Summer Stuffed Chicken
- 2 boneless skinless chicken breasts
- 2 ounces cream cheese
- 2 ounces grated cheese -- choose your favorite variety
- 1/2 red bell pepper, seeded and chopped
- 1 tablespoon Italian seasoning, divided
- 2-6 whole basil leaves -- depending on size
- Salt and pepper for seasoning
- 1/4 cup freshly grated parmesan cheese
Preheat the oven to 400 degrees. Spray a glass casserole dish with cooking spray. Using a sharp knife, carefully cut a pocket into the thickest side of each chicken breast. Slide the knife to the far edges of the inside of the breast without poking another hole in it.
In a small bowl, combine the cream cheese, grated cheese, chopped red pepper and 2 teaspoons of the Italian seasoning in a small bowl.

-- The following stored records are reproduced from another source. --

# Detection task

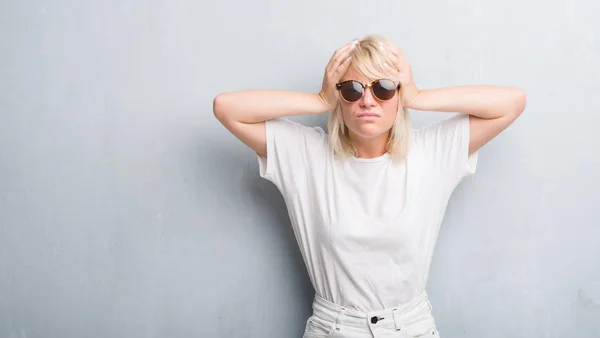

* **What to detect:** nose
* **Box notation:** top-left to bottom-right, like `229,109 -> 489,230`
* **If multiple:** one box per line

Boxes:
360,86 -> 377,107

Laying the basil leaves in an overlapping pattern (or just use 2 large basil leaves), spoon half the cream cheese mixture into each "leaf satchel". Fold the leaves to form a basil pouch filled with the cream cheese mixture.
Carefully slide one basil pouch into the cavity you cut into each chicken breast. I like to make sure the part of the pouch most covered by basil is facing toward the opening of the chicken cavity to help limit how much filling bakes out. Sprinkle the top of the chicken with the remaining Italian seasoning.
Bake the chicken for about 30 minutes (until chicken is no longer pink) in the preheated oven. Pull chicken out of oven and turn the oven to a high broil. Sprinkle the chicken with Parmesan cheese. Broil the chicken until the cheese is browned and bubbly, about 5 minutes. Make sure you spoon any filling that comes out during baking onto the chicken when serving!